Dave Zweifel — 7/10/2009 12:22 pm
Republicans in Congress think they've got the issue to bring down President Obama: the federal deficit.
If the deficit does indeed negatively impact Obama and the Democrats, it will be testimony to why the rest of the world perceives that we Americans have very short memories.
While it's true that the stimulus packages and the bank and automobile bailouts are adding to the national debt that our grandkids and their kids will have to pay someday, let's not forget how we got into this mess.
Truth be told, all of Obama's spending so far hasn't added as much to the national debt as did George W. Bush's $1.3 trillion tax cut for our country's wealthiest people -- and that's not counting the contrived war that he started.
When Bush left office he left the country with a $10.6 trillion national debt and an economy that was falling off the cliff. In fact, he began the bank bailouts several weeks before the end of his term and demanded no oversight of what they were getting.
That $10.6 trillion was more than two and a half times the debt that Bill Clinton had left him in 1993. The $4 trillion debt at the time was being whittled down by a federal budget that was actually in the black. Then along came Bush, who like Ronald Reagan before him thought he could fix the economy by spending tons on the military and cutting taxes at the same time.
Funny, but the Mitch McConnells and John Boehners of the Republican hierarchy in Congress weren't complaining a bit about all that red ink back then.
The national debt stands at about $11.4 trillion today and unless the economy turns around quickly, which is highly doubtful, it will grown substantially larger in the coming years.
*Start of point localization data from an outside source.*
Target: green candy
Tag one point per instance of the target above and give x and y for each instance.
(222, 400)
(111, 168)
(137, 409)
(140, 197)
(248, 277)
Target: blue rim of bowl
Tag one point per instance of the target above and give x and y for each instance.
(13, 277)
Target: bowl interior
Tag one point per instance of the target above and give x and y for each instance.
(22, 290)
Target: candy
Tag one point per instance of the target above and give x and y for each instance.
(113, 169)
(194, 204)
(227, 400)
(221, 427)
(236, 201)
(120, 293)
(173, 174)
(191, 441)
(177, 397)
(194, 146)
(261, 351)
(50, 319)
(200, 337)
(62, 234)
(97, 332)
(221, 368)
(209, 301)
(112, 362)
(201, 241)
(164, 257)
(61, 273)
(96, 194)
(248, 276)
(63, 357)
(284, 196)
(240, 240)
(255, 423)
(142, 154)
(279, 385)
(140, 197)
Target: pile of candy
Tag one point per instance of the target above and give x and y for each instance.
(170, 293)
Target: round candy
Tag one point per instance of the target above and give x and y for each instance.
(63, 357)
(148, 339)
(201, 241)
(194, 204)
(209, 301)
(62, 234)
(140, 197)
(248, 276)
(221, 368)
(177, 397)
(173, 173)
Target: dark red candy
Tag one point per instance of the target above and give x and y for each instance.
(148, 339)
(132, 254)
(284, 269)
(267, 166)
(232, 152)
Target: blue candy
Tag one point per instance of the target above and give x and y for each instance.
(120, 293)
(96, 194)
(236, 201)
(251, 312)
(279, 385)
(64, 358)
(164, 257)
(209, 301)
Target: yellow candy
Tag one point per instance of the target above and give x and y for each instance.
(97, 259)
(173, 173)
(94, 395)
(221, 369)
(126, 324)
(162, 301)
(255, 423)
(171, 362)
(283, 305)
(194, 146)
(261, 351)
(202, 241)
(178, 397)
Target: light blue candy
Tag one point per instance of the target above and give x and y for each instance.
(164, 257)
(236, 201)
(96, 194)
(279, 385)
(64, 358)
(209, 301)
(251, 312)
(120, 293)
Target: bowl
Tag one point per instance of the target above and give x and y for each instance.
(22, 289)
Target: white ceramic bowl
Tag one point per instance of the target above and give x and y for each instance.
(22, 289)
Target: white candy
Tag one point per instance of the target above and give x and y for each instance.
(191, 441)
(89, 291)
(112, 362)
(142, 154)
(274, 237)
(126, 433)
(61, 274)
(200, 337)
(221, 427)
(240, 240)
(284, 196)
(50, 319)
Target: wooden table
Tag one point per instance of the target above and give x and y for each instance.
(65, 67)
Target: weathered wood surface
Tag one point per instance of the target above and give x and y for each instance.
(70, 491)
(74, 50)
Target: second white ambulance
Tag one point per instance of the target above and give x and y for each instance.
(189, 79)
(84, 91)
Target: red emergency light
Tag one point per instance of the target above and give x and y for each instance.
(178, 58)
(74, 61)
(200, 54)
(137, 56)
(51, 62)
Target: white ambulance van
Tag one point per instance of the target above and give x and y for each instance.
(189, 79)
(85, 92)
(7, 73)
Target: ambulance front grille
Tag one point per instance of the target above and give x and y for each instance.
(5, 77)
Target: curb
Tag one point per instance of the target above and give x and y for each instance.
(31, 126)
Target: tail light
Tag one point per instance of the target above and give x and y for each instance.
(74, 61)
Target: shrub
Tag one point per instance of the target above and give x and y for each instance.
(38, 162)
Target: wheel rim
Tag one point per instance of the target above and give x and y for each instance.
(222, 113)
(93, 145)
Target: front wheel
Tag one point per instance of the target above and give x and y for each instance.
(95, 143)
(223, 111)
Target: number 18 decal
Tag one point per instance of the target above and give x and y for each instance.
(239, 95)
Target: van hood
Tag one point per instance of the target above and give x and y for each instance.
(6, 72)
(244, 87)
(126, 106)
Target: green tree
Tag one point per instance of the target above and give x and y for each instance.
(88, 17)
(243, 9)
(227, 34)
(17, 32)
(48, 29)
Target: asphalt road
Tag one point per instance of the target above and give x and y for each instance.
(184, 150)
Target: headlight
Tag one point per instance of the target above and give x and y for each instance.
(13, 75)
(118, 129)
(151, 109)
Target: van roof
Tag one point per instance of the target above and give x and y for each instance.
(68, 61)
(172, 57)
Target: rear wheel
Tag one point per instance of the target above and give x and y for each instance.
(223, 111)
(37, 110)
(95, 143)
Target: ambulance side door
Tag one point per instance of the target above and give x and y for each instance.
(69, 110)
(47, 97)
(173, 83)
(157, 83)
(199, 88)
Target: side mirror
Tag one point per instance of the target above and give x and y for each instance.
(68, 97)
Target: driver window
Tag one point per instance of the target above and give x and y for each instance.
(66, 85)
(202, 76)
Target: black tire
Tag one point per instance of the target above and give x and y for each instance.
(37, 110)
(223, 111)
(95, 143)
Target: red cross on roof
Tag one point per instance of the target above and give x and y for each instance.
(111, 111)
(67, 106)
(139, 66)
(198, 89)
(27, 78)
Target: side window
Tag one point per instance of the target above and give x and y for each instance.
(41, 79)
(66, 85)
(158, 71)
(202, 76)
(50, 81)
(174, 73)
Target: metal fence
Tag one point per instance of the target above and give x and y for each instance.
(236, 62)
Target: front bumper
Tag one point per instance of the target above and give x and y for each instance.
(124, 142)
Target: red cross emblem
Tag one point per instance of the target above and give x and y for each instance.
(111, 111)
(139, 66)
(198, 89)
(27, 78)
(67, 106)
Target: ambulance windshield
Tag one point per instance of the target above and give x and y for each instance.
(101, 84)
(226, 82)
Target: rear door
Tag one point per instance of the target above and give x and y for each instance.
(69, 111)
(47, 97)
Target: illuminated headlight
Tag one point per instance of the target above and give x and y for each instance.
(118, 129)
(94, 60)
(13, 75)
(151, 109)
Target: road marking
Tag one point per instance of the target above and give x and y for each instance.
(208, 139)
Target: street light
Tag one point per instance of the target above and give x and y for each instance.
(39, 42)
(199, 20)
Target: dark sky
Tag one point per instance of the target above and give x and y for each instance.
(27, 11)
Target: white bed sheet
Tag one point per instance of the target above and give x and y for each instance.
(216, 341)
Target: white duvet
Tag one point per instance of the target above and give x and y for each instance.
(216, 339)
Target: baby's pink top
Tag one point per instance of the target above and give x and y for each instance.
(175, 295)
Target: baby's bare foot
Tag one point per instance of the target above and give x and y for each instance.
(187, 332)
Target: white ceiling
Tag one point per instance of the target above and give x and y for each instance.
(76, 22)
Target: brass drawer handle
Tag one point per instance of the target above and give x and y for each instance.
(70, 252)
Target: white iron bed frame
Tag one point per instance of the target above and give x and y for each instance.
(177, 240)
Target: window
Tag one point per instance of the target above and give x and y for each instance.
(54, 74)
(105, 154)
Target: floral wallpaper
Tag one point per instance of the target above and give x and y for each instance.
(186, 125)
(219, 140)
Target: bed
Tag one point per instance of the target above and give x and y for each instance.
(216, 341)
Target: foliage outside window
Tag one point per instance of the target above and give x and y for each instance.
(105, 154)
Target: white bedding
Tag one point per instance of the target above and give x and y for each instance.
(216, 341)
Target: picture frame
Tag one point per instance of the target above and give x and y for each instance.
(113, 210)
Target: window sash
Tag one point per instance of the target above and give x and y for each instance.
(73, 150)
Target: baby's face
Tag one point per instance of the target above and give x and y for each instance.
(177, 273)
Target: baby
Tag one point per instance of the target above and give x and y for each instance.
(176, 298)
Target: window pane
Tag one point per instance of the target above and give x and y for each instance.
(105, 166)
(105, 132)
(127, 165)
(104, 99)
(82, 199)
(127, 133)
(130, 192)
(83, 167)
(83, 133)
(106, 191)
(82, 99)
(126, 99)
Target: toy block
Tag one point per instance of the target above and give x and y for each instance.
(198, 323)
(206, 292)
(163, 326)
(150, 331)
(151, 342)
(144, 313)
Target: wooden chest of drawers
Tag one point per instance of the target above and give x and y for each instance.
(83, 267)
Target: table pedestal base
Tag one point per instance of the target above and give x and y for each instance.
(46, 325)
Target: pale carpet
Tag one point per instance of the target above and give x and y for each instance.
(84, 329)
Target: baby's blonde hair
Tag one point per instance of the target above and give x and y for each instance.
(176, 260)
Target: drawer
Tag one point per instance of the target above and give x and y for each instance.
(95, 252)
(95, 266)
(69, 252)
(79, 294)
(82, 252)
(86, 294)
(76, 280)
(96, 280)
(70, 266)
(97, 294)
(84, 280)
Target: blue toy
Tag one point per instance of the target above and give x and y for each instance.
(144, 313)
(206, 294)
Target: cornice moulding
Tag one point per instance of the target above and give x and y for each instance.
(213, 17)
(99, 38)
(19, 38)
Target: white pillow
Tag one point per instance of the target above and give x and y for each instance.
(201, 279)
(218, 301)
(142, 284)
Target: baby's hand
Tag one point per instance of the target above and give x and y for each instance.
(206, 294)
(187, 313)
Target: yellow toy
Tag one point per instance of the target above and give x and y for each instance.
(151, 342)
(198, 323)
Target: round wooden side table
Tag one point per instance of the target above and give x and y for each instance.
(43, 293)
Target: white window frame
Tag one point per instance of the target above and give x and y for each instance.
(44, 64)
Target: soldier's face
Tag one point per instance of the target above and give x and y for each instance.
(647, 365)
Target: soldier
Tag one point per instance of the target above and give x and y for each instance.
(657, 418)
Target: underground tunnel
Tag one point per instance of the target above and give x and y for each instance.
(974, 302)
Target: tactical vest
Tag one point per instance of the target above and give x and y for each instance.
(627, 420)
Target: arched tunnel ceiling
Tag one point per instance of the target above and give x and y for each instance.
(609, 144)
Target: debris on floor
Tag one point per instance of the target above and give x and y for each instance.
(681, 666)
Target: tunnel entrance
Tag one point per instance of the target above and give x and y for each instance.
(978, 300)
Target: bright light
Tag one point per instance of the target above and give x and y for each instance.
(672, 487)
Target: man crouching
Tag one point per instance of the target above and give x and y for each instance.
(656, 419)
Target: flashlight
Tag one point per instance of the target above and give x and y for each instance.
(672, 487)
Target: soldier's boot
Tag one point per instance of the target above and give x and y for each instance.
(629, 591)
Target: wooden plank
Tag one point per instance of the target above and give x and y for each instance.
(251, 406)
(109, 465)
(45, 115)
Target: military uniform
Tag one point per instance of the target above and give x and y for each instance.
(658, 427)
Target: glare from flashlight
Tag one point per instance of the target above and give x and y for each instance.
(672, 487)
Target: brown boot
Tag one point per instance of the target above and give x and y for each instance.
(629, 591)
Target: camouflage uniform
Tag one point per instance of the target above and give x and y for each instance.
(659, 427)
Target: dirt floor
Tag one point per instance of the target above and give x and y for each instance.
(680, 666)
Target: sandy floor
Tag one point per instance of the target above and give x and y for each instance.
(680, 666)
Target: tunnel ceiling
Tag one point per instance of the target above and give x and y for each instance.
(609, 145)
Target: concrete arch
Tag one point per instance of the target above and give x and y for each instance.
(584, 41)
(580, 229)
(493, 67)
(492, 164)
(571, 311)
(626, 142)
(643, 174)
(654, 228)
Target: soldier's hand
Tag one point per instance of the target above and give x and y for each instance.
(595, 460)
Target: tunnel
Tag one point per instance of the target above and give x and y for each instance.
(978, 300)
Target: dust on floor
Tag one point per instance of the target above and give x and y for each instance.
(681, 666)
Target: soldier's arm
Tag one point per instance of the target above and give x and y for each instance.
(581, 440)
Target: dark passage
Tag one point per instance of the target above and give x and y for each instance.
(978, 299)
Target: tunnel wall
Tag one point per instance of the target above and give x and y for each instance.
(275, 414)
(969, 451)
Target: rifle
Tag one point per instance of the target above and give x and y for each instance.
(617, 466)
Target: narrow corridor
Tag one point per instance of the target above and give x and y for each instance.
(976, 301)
Obama thinks the deficit will start coming down in a couple of years; others fear it will take much longer.
Such a huge national debt is not good, but it wasn't good at $10.6 trillion either, especially when it was brought about by foolish tax cuts and spending close to a trillion dollars on a war in Iraq.
Today's deficits are necessary to save the economy from plummeting even further and hurting millions more people than the millions who have already been hurt.
Perhaps the GOP thinks it can blame Obama, but the American people hopefully have longer memories.
Dave Zweifel is editor emeritus of The Capital Times.